BCI Moves SC to Finalise 30% Women Quota in Bar Councils

By: Women Entrepreneurs Review Team | Friday, 22 May 2026

The Bar Council of India (BCI) has approached the Supreme Court of India seeking approval for a merit-based co-option mechanism aimed at ensuring 30 percent representation for women in state bar councils across the country.

The proposal seeks to operationalise the apex court’s earlier directive mandating greater inclusion of women within the legal profession’s representative bodies.

Under the proposed framework , the BCI has recommended that the additional 10 per cent quota for women be filled through a transparent co-option kind of process. Rather than relying on subjective appointments or human preference, the seats would be allocated to women candidates who managed to obtain the highest number of votes among those who actually contested but were not elected. This suggestion is meant to sit alongside the 20 percent reservation already set aside for women via direct elections, so as to eventually reach the court-mandated 30 percent representation target.

Key Highlights

  • Merit-based co-option proposed to strengthen women’s representation in bar councils
  • Women runners-up to secure seats through transparent democratic mechanism
  • Supreme Court reviewing final framework for 30 per cent reservation mandate

BCI Chairperson and senior advocate Manan Kumar Mishra stated that the apex bar body had carefully examined submissions made by stakeholders before the Supreme Court-appointed High Powered Election Supervisory Committee regarding the co-option of women members in state bar councils.

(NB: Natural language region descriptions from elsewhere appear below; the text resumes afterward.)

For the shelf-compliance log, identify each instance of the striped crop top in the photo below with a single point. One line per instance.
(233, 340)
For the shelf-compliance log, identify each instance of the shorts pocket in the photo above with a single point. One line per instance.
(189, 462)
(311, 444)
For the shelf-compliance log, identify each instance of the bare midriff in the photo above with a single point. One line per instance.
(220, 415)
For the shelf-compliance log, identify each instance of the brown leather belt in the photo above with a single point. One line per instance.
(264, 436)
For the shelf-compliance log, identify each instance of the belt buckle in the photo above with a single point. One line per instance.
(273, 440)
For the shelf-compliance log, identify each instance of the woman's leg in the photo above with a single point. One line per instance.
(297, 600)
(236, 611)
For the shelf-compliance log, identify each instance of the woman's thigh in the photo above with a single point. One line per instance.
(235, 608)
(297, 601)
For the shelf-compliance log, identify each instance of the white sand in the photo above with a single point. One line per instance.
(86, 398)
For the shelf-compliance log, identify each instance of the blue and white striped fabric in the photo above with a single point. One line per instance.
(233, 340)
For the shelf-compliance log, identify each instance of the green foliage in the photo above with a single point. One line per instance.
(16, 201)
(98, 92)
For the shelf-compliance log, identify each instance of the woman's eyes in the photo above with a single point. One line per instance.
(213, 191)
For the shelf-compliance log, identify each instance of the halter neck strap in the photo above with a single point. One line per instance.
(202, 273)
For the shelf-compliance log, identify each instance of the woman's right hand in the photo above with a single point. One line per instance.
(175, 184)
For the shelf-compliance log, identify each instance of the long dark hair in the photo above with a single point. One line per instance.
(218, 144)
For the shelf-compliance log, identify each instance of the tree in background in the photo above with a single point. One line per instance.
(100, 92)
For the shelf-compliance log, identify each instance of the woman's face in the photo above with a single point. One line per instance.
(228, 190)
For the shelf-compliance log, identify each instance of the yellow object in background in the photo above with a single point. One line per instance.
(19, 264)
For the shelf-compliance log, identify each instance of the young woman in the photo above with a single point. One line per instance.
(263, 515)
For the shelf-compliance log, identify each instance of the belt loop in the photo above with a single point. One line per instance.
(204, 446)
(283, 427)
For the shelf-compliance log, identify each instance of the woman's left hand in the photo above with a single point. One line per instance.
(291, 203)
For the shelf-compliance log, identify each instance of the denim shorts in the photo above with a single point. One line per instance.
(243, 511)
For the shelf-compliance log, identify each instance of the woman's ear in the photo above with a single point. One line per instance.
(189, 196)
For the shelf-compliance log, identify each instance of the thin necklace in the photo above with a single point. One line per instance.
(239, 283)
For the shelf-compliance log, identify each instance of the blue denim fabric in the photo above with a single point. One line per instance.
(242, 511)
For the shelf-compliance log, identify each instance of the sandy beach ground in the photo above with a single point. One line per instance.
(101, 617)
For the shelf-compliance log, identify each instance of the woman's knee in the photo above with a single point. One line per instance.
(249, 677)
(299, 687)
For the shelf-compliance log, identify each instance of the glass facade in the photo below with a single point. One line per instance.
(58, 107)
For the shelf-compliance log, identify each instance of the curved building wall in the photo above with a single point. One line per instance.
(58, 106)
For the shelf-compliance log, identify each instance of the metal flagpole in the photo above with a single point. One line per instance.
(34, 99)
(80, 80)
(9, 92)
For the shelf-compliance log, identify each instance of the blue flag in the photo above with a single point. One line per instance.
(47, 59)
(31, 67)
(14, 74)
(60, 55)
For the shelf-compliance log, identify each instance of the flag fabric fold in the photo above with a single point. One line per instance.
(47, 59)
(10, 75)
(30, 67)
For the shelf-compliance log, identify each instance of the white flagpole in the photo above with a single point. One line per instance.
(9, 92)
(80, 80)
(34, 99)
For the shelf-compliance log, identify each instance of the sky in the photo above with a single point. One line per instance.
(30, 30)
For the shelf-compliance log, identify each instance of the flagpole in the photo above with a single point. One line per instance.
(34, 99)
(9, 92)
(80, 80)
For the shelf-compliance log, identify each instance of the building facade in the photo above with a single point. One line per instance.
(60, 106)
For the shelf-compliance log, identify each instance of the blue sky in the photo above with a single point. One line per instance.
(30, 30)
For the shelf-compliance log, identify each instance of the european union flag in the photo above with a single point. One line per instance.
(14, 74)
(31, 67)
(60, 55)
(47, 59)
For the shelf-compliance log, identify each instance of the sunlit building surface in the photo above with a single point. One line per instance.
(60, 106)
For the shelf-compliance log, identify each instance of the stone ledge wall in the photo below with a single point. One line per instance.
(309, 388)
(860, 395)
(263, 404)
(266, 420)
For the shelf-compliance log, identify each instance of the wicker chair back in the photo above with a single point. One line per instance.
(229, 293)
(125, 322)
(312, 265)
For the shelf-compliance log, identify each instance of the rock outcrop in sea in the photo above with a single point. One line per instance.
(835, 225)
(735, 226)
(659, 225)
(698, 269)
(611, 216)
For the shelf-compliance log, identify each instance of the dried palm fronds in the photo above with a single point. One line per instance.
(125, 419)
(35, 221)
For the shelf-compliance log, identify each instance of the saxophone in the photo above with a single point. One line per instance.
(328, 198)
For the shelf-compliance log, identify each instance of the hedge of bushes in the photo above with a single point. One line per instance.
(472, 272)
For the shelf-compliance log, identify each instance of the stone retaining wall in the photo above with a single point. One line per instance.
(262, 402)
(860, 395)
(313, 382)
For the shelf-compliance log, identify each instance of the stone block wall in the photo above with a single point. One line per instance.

This issue concerns not merely filling seats, but the larger institutional objective, which is ensuring that women advocates, who constitute an indispensable and distinguished part of the legal fraternity, are given their rightful place in the representative structure of the Bar. The Bar Council of India approached this matter with sincerity, fairness, transparency and a deep sense of responsibility toward the legal profession as a whole,” the BCI stated.

The council further clarified that “co-option is to be made from among the contesting women candidates who secured the highest number of votes but could not be declared elected within the contemplated 20 per cent representation for women”.

In its application before the apex court, the BCI argued that selecting women “runners-up” who narrowly missed election would be the most democratic and objective method to fulfil the remaining quota. According to the council , the process would remain “fair, objective, transparent, and least susceptible to arbitrariness,” while also making sure that the co-option mechanism stays aligned with the electorate’s mandate, more or less.

The development followed a landmark directive that the Supreme Court issued in December 2023, mandating 30 percent reservation for women in state bar councils. On April 13, the court asked the High-Powered Election Supervisory Committee led by Justice Sudhanshu Dhulia to figure out the precise method for putting in place the additional 10 percent co-option quota.